For pets’ sake, we must limit fireworks
Express & Star columnist Rachael Harrison with today's Talking Point
If you’re a fan of fireworks then you will no doubt have been loving this time of year. But if you’re a pet owner then it’s more than likely the time of year you dread.
The use of fireworks is getting out of control.
While no-one wants to stop people having fun, or marking traditional dates like Bonfire Night, or New Year’s Eve, these celebrations are now going on for weeks, not days, during autumn and winter.
If it was one week of banging rockets and fizzing Catherine Wheels – or if they were let off just on normal celebratory nights it would be easy to plan ahead.
But not when they are randomly banging here there and everywhere for two or three months.
The lead-up to Bonfire Night alone can be a traumatic time of year for many dogs.
The loud bangs and flashes are often very frightening, which can make a pet stressed and unpredictable, potentially putting their safety at risk.
Many owners need to plan ahead and take steps to help keep their furry friend calm and safe.

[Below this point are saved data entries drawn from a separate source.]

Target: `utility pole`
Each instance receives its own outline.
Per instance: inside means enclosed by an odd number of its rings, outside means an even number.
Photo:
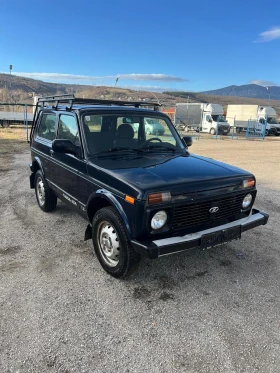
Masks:
[[[267,89],[267,93],[268,93],[268,106],[269,106],[269,103],[270,103],[270,92],[268,91],[268,87],[266,87]]]
[[[119,78],[116,79],[115,87],[114,87],[114,93],[113,93],[113,98],[115,98],[115,93],[116,93],[116,85],[119,81]]]
[[[12,103],[12,69],[13,69],[13,65],[10,65],[10,104]],[[12,106],[13,108],[13,111],[14,111],[14,107]]]

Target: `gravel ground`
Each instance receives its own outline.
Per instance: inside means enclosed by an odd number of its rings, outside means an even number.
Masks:
[[[269,224],[126,280],[101,269],[81,217],[39,210],[23,147],[0,151],[1,373],[279,373],[280,141],[194,142],[255,173]]]

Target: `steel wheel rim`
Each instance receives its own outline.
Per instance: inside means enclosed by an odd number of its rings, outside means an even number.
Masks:
[[[115,227],[108,221],[102,221],[97,228],[99,252],[110,267],[116,267],[120,261],[120,241]]]
[[[45,185],[41,177],[38,177],[37,180],[37,196],[40,206],[43,206],[45,203]]]

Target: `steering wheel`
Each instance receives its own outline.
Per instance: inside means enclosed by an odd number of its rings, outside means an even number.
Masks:
[[[143,144],[141,146],[139,146],[139,149],[144,148],[144,146],[146,146],[147,144],[149,144],[153,140],[162,142],[162,140],[159,139],[158,137],[152,137],[151,139],[148,139],[148,140],[144,141]]]

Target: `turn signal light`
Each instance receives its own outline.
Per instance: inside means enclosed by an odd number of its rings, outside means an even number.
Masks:
[[[250,177],[249,179],[243,180],[243,188],[252,188],[255,186],[255,179]]]
[[[157,205],[158,203],[170,202],[171,194],[170,192],[163,193],[152,193],[148,196],[149,205]]]
[[[126,195],[124,199],[126,200],[126,202],[134,205],[135,199],[133,197],[130,197],[130,196]]]

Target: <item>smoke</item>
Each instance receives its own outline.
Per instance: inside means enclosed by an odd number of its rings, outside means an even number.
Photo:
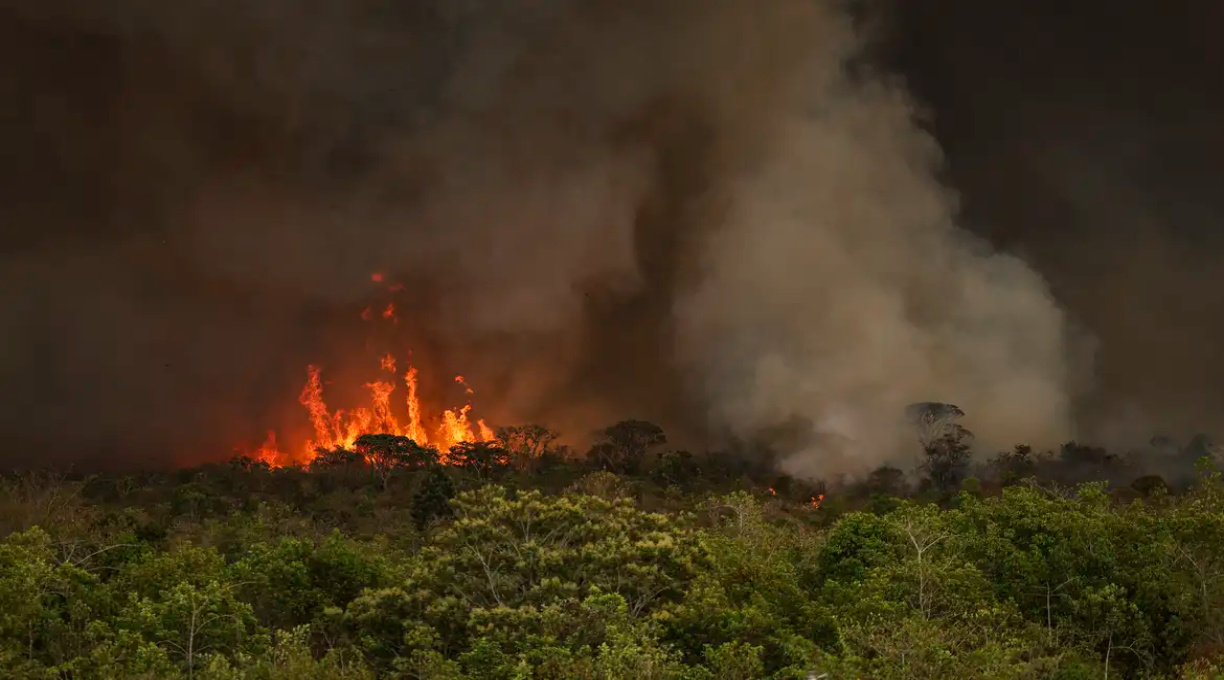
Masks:
[[[228,453],[359,373],[372,271],[493,422],[798,423],[803,474],[907,455],[915,401],[1074,434],[1070,322],[837,3],[54,5],[0,3],[19,448]]]
[[[963,223],[1022,253],[1099,339],[1081,435],[1224,432],[1224,6],[893,10],[885,51],[938,112]]]
[[[1072,347],[1044,282],[956,228],[908,97],[852,79],[837,56],[798,74],[766,128],[770,151],[728,183],[701,281],[678,300],[715,423],[809,423],[787,461],[809,474],[904,460],[904,407],[932,398],[972,405],[987,450],[1064,441]]]

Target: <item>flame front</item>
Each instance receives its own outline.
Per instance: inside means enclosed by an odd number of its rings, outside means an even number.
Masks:
[[[382,284],[390,293],[403,290],[403,285],[387,281],[382,272],[370,274],[370,280]],[[368,322],[399,323],[394,301],[381,306],[369,305],[361,312],[361,318]],[[384,374],[401,376],[398,372],[399,362],[394,355],[388,353],[379,359],[379,369]],[[429,418],[431,425],[426,425],[426,416],[421,408],[421,400],[417,391],[417,369],[408,366],[403,374],[405,395],[403,402],[396,400],[398,380],[382,379],[366,383],[370,391],[368,406],[352,410],[331,410],[323,400],[322,371],[317,366],[306,369],[306,385],[298,395],[298,402],[305,407],[310,420],[312,435],[307,438],[300,449],[296,446],[288,451],[282,450],[276,439],[275,432],[269,432],[263,445],[250,455],[253,459],[272,466],[291,465],[294,463],[309,463],[318,455],[319,450],[332,450],[337,447],[351,449],[357,438],[365,434],[393,434],[407,437],[422,446],[434,446],[441,454],[443,462],[447,451],[460,442],[490,441],[494,439],[492,428],[483,420],[472,421],[471,403],[458,408],[443,410],[436,418]],[[461,375],[455,376],[455,383],[463,387],[467,395],[472,395],[472,388]],[[401,422],[396,416],[399,403],[407,407],[407,420]],[[436,424],[436,427],[434,427]],[[431,435],[430,432],[433,434]],[[297,449],[297,452],[294,452]]]
[[[395,373],[396,365],[396,359],[391,354],[380,359],[381,369],[385,372]],[[323,399],[322,371],[317,366],[309,366],[306,369],[306,385],[298,396],[298,402],[305,407],[310,418],[313,436],[302,446],[300,456],[290,456],[285,455],[278,447],[276,433],[269,432],[263,446],[252,453],[251,457],[272,466],[293,462],[309,463],[318,455],[320,449],[351,449],[357,438],[364,434],[393,434],[407,437],[423,446],[436,446],[445,461],[447,450],[455,444],[489,441],[494,438],[492,428],[483,420],[472,421],[469,415],[471,404],[443,410],[438,419],[436,434],[430,436],[424,424],[421,401],[417,394],[417,375],[415,366],[409,366],[403,374],[406,388],[404,404],[408,418],[401,422],[395,414],[395,383],[382,380],[366,383],[366,389],[370,391],[369,406],[348,411],[332,411]],[[467,386],[462,376],[456,376],[455,382],[463,385],[467,394],[472,394],[472,389]]]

We have to check where and when firework displays are being held so that we know when to expect large fireworks. And we can ask neighbours to let us know if they are planning any unofficial displays of their own.
Still last October and November the RSPCA received more than 300 calls from worried owners about fireworks.

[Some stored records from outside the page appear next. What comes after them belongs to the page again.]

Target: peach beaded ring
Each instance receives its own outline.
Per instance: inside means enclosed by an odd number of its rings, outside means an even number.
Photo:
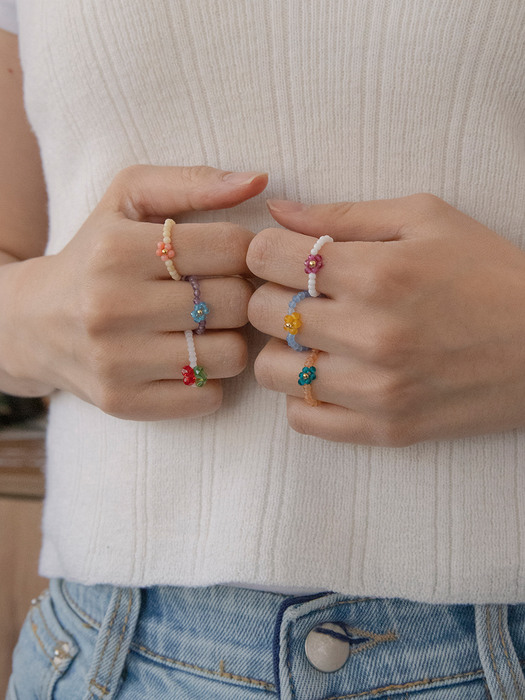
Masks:
[[[171,243],[171,232],[174,226],[175,222],[173,219],[166,219],[162,230],[162,241],[157,243],[157,250],[155,252],[156,255],[158,255],[159,258],[166,264],[166,269],[168,270],[170,277],[174,279],[175,282],[178,282],[182,279],[182,277],[177,272],[172,260],[172,258],[175,257],[175,251],[173,250],[173,245]]]
[[[319,292],[315,288],[315,280],[317,273],[323,267],[323,258],[319,255],[319,251],[325,243],[333,243],[334,239],[331,236],[321,236],[318,238],[314,247],[310,251],[310,255],[304,261],[304,271],[308,275],[308,291],[311,297],[318,297]]]
[[[319,401],[314,399],[312,394],[312,382],[315,380],[317,375],[317,370],[315,368],[315,363],[319,356],[319,350],[312,350],[308,357],[306,358],[305,366],[299,372],[298,384],[303,387],[304,390],[304,400],[309,406],[319,406]]]

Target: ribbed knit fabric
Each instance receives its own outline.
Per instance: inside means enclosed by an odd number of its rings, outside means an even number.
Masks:
[[[523,246],[522,0],[18,9],[49,253],[132,163],[267,170],[265,196],[309,203],[429,191]],[[273,223],[264,197],[186,220]],[[263,342],[250,333],[249,368],[206,418],[54,397],[42,575],[525,600],[525,432],[404,449],[298,435],[255,383]]]
[[[0,0],[0,29],[13,34],[18,32],[15,0]]]

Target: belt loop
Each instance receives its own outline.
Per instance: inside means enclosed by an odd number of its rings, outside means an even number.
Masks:
[[[492,700],[525,700],[525,677],[508,628],[507,605],[476,605],[479,656]]]
[[[112,700],[140,612],[140,588],[115,588],[100,628],[83,700]]]

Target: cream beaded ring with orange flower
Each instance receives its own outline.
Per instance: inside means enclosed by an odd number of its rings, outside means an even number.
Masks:
[[[161,260],[166,264],[166,269],[168,270],[170,277],[178,282],[182,279],[182,276],[177,272],[175,265],[173,264],[172,258],[175,257],[175,251],[173,250],[173,245],[171,242],[171,232],[175,222],[173,219],[166,219],[164,222],[164,228],[162,229],[162,241],[157,243],[156,254]]]

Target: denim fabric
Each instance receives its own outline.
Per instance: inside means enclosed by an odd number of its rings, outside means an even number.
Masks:
[[[338,671],[305,640],[349,640]],[[525,700],[525,605],[429,605],[226,586],[53,580],[33,602],[8,700]]]

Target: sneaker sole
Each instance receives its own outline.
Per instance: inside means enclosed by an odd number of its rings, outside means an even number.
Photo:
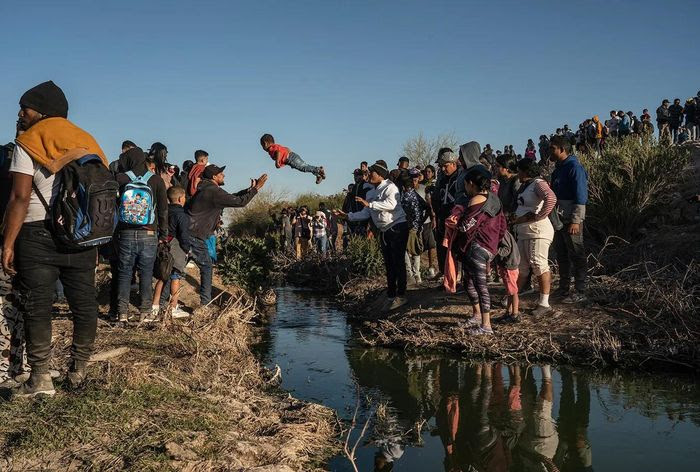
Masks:
[[[53,397],[54,395],[56,395],[56,390],[42,390],[41,392],[34,393],[15,393],[12,395],[12,398],[34,398],[42,395],[47,397]]]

The charity estimates that 45 per cent of dogs in the UK show signs of fear when they hear the loud displays.
And many pet owners want stricter rules on the times that fireworks can be lit, including me. My Facebook/Twitter feeds are chock-full of posts featuring videos of terrified, stressed out animals, while my dog Penny is not a fan. It’s sad to see.
The RSPCA, the UK’s largest animal charity, has now backed a petition calling for a review on firework rules to protect animals from injury and distress. They have launched a campaign to restrict the private use of fireworks to certain days of the year and reduce the decibel levels.

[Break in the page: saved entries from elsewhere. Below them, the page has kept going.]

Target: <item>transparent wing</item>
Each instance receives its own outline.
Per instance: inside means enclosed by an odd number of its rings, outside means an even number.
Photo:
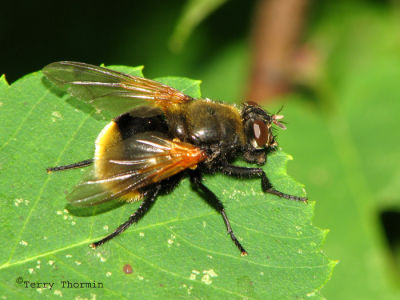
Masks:
[[[91,206],[115,199],[113,193],[107,190],[105,186],[98,183],[90,184],[95,179],[95,170],[92,165],[88,167],[81,183],[67,195],[67,200],[73,205]]]
[[[67,199],[88,206],[111,199],[140,199],[140,188],[160,182],[206,158],[199,148],[154,133],[137,134],[107,149]]]
[[[192,99],[157,81],[80,62],[51,63],[43,68],[43,73],[72,96],[114,115],[144,103],[165,109]]]

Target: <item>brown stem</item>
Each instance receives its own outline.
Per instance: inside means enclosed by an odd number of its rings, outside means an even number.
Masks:
[[[260,102],[290,88],[293,56],[308,0],[260,0],[253,26],[253,62],[246,100]]]

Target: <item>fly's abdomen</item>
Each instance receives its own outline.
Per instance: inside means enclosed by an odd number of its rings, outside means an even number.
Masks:
[[[138,107],[118,116],[104,127],[96,140],[94,171],[97,180],[104,180],[105,188],[115,193],[120,190],[120,185],[124,184],[124,181],[116,178],[115,174],[129,174],[132,166],[116,162],[126,162],[137,157],[140,149],[132,147],[131,141],[148,132],[167,137],[168,126],[162,111],[158,108]],[[121,198],[132,201],[139,199],[140,196],[141,194],[133,189]]]

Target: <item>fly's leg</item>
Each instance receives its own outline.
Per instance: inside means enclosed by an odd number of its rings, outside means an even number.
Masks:
[[[76,163],[66,165],[66,166],[57,166],[57,167],[47,168],[46,171],[47,171],[47,173],[51,173],[51,172],[69,170],[69,169],[83,168],[83,167],[90,166],[92,163],[93,163],[93,159],[87,159],[87,160],[83,160],[83,161],[76,162]]]
[[[225,165],[222,168],[222,173],[225,175],[242,177],[242,178],[243,177],[244,178],[261,178],[261,187],[265,193],[274,194],[276,196],[279,196],[279,197],[282,197],[285,199],[307,202],[307,197],[288,195],[288,194],[285,194],[285,193],[275,190],[274,187],[272,186],[272,184],[269,182],[267,175],[261,168],[246,168],[246,167]]]
[[[230,235],[233,243],[236,245],[236,247],[238,247],[242,256],[247,255],[247,251],[243,248],[243,246],[240,244],[235,234],[233,233],[232,226],[229,222],[228,216],[225,213],[224,205],[217,198],[217,196],[201,182],[200,173],[192,172],[190,174],[190,181],[192,182],[195,188],[198,188],[204,193],[205,196],[204,199],[222,215],[222,218],[224,219],[224,223],[226,226],[226,230],[228,231],[228,234]]]
[[[100,241],[97,241],[90,246],[92,248],[97,248],[100,245],[103,245],[105,242],[108,242],[109,240],[113,239],[120,233],[124,232],[129,228],[134,223],[137,223],[143,216],[149,211],[149,209],[153,206],[154,202],[156,201],[156,198],[161,190],[161,185],[157,185],[154,189],[151,191],[147,191],[145,194],[145,199],[143,200],[142,204],[139,206],[139,208],[136,210],[134,214],[132,214],[129,219],[120,225],[113,233],[107,235],[105,238],[101,239]]]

“We’re joining calls urging people to email the UK Government,” they say. “We want the Office for Product Safety and Standards (OPSS) to urgently review firework regulations.”
“Stronger regulations, such as restricting them to certain dates and only selling private use fireworks that have a maximum noise level of 97 decibels, could minimise distress to animals.
“Fireworks are allowed to be 120 decibels, which is equivalent to a jet aircraft taking off.
“We want this reduced to 97 decibels, which is equivalent to a car door slamming, and only allowing anything above at public displays.”
So it’s not just ‘miserable’, ‘kill-joy’ pet owners that want change.
So let’s restrict private use – not just the purchase – of fireworks to traditional dates such as November 5, New Year’s Eve, Chinese New Year and also Diwali.